Part 4

324 61 46
                                        

Jiyeon terbangun dengan posisi duduk sambil berteriak kencang. Dadanya naik turun, napasnya terengah, dan keringat dingin bercucuran. Ia mencoba menarik napas dalam-dalam untuk menenangkan dirinya. Mengapa ia terus-terusan mendapat mimpi buruk? Jika dipikir-pikir, Jiyeon mulai bermimpi buruk seperti ini setelah ia mengetahui identitas asli keluarga Kim. Apakah benar karena itu?

Dengan tangan yang masih gemetar, Jiyeon meraih gelas air putih yang berada di nakas kirinya. Detik itu juga tubuhnya kembali menegang.

Kim Myungsoo.

Pria itu sedang berdiri kaku di sudut ruangan yang gelap.

Prang!

Gelas itu meluncur begitu saja dari tangan Jiyeon dan mendarat sukses dalam bentuk pecahan beling di lantai kayu. Sang gadis meneguk salivanya. Ia bahkan tampaknya tidak sadar telah memecahkan gelas.

"Myungsoo?" panggilnya dengan lirih.

Namun, saat ia memfokuskan pandangannya untuk mengonfirmasi, sosok pria tampan itu telah menghilang. Jiyeon mengerjapkan matanya beberapa kali dan mengedarkan pandang ke seluruh penjuru kamar. Percuma, tidak ada Kim Myungsoo di sini.

Melihat sosok Kim Myungsoo di dalam kamarnya pada dini hari seperti ini jelas sekali itu hanya halusinasi belaka. Jiyeon melipat kedua lututnya dan membenamkan wajahnya. Apakah karena ia masih kerap memikirkan Myungsoo sehingga alam bawah sadarnya membentuk sebuah fatamorgana?

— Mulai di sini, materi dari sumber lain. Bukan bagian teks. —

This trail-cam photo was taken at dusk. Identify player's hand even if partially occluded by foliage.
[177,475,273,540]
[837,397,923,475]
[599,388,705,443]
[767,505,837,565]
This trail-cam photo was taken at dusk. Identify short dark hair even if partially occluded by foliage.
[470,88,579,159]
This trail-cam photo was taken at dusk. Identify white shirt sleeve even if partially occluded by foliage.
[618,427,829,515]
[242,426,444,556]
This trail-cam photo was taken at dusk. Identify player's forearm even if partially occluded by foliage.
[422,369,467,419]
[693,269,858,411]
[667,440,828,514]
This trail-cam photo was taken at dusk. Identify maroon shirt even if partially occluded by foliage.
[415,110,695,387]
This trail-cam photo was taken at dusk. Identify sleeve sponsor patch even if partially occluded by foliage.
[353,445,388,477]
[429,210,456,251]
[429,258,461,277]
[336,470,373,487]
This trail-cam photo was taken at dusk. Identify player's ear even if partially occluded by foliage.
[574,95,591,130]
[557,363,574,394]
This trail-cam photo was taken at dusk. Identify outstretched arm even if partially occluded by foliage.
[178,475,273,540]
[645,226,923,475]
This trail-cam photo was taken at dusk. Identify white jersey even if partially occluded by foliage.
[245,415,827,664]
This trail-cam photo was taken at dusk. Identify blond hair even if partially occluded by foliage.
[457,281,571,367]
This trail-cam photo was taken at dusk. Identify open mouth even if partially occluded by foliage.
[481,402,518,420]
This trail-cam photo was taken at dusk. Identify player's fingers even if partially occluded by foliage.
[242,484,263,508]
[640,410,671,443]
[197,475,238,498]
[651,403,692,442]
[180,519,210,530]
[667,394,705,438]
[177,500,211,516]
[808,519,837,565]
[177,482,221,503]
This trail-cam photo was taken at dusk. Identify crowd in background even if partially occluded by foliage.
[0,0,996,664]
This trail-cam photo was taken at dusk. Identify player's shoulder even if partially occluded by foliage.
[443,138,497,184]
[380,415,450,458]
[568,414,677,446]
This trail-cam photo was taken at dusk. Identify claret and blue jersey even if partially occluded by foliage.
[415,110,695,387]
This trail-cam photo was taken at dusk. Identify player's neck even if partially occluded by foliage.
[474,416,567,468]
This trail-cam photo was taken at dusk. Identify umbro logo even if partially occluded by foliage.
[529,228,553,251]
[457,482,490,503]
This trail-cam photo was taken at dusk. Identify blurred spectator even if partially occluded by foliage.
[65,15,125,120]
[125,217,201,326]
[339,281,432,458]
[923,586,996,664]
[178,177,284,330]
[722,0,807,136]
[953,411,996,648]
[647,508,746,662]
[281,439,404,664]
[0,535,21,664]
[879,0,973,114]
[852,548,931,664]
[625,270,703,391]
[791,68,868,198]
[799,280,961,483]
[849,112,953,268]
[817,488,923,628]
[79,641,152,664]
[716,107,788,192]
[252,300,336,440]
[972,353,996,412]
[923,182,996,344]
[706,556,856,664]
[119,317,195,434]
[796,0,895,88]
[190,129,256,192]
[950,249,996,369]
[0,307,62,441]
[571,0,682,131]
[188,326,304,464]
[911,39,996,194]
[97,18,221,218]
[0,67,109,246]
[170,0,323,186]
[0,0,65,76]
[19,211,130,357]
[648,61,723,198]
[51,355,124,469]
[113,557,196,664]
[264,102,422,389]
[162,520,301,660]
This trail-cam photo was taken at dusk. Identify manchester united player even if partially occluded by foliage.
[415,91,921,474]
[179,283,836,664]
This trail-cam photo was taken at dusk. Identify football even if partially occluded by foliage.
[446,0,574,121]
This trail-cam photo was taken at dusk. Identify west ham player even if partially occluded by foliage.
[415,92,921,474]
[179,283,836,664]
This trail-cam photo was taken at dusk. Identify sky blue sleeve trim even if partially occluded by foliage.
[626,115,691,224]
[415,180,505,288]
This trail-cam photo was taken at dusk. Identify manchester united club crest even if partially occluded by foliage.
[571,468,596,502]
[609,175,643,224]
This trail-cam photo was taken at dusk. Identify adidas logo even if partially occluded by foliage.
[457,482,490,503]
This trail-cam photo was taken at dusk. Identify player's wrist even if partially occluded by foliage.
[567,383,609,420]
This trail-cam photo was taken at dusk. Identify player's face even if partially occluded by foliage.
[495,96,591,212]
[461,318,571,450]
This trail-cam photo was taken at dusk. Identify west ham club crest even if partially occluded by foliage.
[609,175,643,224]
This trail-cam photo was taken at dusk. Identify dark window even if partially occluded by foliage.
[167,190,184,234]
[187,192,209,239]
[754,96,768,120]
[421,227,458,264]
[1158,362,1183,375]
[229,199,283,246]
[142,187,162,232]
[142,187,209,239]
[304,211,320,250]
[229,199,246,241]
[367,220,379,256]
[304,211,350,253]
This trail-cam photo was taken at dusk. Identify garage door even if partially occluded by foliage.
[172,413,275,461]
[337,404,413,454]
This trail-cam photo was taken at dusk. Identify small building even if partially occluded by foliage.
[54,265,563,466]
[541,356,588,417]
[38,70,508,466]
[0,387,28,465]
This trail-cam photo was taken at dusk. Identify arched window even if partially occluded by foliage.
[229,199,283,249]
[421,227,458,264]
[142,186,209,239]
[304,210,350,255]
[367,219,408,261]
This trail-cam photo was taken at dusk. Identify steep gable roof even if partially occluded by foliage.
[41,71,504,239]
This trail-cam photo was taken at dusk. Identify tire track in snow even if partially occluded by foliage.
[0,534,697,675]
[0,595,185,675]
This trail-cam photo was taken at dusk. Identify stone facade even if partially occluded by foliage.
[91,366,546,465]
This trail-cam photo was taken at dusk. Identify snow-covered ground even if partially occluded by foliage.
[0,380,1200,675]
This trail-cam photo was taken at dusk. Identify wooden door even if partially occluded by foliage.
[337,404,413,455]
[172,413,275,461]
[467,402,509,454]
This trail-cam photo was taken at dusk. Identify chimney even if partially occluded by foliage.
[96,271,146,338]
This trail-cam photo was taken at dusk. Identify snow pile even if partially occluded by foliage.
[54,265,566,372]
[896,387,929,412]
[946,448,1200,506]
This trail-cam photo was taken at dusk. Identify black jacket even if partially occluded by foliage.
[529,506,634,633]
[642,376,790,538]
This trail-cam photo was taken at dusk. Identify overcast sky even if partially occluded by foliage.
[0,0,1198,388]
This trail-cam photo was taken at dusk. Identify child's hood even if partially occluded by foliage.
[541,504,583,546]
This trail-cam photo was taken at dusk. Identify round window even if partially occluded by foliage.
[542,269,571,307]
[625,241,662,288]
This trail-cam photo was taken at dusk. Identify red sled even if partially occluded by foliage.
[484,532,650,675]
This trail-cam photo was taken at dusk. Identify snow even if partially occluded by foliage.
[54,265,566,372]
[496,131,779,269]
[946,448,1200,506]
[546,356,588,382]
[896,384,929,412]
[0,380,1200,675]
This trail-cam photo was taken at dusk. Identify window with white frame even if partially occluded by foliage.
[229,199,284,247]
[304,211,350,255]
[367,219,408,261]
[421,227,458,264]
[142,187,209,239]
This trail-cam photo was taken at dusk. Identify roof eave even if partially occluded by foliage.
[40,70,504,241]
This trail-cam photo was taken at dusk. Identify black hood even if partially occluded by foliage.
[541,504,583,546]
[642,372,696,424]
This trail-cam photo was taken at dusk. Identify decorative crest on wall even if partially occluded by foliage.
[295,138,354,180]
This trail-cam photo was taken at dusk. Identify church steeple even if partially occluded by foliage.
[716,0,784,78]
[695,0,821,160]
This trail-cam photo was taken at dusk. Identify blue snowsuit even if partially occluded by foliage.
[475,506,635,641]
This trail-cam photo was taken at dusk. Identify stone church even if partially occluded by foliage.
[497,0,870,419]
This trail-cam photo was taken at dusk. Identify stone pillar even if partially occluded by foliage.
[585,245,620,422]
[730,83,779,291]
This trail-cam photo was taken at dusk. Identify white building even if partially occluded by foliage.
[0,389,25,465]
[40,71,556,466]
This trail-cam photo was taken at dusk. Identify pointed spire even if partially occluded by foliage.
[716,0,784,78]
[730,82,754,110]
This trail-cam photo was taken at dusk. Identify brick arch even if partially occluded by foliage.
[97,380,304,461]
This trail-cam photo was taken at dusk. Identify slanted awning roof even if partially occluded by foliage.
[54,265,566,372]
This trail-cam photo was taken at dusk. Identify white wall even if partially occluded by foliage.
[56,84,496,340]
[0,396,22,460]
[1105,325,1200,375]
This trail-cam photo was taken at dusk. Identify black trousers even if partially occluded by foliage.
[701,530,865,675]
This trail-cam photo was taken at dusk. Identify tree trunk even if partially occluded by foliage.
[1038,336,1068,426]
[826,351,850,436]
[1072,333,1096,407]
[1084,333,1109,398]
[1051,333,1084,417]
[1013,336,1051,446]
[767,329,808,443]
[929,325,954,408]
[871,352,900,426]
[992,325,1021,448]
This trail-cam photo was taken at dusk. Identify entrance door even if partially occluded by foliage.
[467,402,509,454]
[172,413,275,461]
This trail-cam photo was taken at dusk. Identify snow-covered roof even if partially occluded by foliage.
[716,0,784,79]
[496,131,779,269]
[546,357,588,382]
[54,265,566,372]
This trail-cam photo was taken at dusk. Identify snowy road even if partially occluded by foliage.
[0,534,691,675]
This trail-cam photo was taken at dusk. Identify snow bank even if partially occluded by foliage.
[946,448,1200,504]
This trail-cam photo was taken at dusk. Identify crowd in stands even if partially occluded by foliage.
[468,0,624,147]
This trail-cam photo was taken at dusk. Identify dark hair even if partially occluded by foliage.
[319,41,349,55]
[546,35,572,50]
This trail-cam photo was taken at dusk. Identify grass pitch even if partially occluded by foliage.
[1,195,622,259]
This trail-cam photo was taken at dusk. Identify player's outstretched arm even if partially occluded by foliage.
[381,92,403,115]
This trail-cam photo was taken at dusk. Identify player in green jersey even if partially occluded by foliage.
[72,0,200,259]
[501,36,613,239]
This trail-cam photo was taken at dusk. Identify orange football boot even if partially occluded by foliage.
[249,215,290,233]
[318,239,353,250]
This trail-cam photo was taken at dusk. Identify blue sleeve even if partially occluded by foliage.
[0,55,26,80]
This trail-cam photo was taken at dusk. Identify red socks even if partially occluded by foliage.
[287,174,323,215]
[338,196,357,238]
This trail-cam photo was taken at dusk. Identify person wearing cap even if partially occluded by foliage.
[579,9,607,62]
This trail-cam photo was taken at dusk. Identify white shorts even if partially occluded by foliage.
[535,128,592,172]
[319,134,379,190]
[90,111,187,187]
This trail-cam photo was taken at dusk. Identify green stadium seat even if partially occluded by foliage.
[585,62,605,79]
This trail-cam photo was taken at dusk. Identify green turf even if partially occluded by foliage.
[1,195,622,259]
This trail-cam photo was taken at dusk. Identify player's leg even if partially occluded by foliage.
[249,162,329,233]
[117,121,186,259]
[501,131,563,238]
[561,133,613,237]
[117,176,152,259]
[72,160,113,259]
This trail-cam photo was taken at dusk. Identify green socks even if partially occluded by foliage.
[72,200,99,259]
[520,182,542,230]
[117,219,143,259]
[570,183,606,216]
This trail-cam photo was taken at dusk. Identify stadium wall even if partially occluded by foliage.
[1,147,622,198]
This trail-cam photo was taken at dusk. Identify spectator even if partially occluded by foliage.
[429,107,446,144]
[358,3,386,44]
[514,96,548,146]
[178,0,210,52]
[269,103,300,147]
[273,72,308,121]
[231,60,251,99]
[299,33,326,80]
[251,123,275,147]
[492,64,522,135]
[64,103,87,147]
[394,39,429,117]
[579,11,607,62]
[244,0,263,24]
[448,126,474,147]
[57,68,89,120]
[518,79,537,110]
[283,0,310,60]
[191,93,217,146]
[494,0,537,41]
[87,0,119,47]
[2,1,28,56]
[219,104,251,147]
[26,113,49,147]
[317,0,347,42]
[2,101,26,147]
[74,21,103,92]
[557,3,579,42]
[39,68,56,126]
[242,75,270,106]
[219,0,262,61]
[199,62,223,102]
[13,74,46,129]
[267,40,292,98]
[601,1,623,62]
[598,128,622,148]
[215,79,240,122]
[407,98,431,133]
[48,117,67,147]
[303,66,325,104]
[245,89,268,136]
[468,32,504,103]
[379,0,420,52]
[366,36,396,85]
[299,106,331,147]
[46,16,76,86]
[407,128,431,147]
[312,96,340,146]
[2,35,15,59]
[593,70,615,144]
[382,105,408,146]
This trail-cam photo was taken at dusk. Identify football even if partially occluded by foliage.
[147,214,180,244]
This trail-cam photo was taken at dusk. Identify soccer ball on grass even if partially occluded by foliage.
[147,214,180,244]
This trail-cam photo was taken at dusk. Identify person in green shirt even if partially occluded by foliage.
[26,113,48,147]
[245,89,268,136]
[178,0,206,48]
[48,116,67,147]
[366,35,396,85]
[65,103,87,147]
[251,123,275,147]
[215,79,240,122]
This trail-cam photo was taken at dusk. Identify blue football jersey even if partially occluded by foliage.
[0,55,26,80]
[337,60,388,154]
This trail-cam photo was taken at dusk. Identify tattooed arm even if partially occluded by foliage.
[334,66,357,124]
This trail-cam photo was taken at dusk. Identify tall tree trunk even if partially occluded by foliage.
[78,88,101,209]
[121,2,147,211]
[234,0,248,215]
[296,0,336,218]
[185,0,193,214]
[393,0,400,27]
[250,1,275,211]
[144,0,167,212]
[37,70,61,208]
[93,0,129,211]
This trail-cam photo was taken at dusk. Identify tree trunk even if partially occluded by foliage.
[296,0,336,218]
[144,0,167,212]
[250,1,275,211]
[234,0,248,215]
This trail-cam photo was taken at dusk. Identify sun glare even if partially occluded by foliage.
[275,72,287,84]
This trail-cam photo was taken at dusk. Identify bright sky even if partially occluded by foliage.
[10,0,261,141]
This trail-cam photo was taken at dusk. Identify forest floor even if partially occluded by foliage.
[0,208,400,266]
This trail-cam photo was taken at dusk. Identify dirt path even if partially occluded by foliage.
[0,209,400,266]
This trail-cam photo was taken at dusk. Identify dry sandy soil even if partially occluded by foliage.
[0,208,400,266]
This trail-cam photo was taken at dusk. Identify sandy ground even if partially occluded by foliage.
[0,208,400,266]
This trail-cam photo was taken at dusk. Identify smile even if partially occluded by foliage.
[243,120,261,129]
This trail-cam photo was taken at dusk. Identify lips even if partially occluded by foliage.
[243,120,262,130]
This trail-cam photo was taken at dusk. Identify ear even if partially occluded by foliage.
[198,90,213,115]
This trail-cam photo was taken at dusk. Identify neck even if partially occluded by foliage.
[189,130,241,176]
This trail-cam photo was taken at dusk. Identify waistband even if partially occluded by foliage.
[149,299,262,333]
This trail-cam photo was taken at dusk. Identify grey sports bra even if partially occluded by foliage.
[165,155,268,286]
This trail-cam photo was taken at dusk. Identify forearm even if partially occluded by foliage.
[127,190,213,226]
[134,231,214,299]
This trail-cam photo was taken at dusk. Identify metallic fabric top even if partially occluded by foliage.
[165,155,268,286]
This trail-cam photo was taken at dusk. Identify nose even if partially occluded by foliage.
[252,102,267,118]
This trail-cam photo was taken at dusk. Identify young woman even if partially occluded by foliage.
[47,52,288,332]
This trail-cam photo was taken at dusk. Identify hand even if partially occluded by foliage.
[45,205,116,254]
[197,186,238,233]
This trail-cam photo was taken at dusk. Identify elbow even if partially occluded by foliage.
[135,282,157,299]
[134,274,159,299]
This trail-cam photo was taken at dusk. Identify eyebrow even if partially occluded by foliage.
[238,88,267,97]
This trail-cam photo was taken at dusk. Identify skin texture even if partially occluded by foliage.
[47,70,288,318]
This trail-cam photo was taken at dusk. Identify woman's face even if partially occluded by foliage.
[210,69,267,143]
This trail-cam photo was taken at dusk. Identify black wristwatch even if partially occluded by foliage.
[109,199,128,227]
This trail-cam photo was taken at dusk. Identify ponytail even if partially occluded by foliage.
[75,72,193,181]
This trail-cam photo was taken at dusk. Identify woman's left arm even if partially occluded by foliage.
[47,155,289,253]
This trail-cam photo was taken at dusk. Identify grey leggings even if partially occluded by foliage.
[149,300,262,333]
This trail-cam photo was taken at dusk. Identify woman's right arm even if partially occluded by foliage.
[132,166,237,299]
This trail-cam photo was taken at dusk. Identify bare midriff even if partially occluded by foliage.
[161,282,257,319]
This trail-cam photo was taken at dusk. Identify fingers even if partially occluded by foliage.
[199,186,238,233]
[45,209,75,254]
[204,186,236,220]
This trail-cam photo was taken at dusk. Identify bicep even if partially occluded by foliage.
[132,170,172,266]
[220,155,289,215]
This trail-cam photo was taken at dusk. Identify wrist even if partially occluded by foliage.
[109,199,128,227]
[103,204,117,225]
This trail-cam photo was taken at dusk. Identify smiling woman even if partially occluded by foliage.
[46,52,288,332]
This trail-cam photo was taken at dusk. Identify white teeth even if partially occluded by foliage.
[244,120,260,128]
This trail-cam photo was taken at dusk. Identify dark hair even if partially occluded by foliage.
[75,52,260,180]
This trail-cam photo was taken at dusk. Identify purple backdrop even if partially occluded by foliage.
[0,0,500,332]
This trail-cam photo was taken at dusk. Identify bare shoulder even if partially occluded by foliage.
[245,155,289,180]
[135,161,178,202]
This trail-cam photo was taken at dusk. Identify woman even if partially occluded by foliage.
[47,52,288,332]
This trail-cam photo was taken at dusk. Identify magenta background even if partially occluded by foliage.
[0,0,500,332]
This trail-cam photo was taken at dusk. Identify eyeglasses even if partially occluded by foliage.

Tak bisa dipungkiri, Jiyeon memang sangat merindukan mantan kekasihnya itu. Namun...

Brakkk!

Tiba-tiba pintu kamarnya terbuka. Bomi masuk sambil melipat kedua tangannya di depan dada. "Jangan mengganggu tidurku dengan teriakanmu itu! Berisik! Berteriak tengah malam seperti ini, kau sudah gila ya?" serang Bomi dengan bentakan.

"Bomi!" tegur Seungho yang baru masuk dengan tergesa-gesa. Ia memberikan tatapan memperingatkan pada adiknya itu sebelum menghampiri Jiyeon dan bertanya, "Ada apa?"

Bomi mendengus sebal. "Oppa! Sebenarnya adik kandungmu itu siapa? Aku atau dia?!" Gadis bertubuh gempal itu menghentakkan kaki lalu pergi keluar sambil membanting pintu.

"Tidak apa-apa. Aku hanya bermimpi buruk," ucap Jiyeon pelan.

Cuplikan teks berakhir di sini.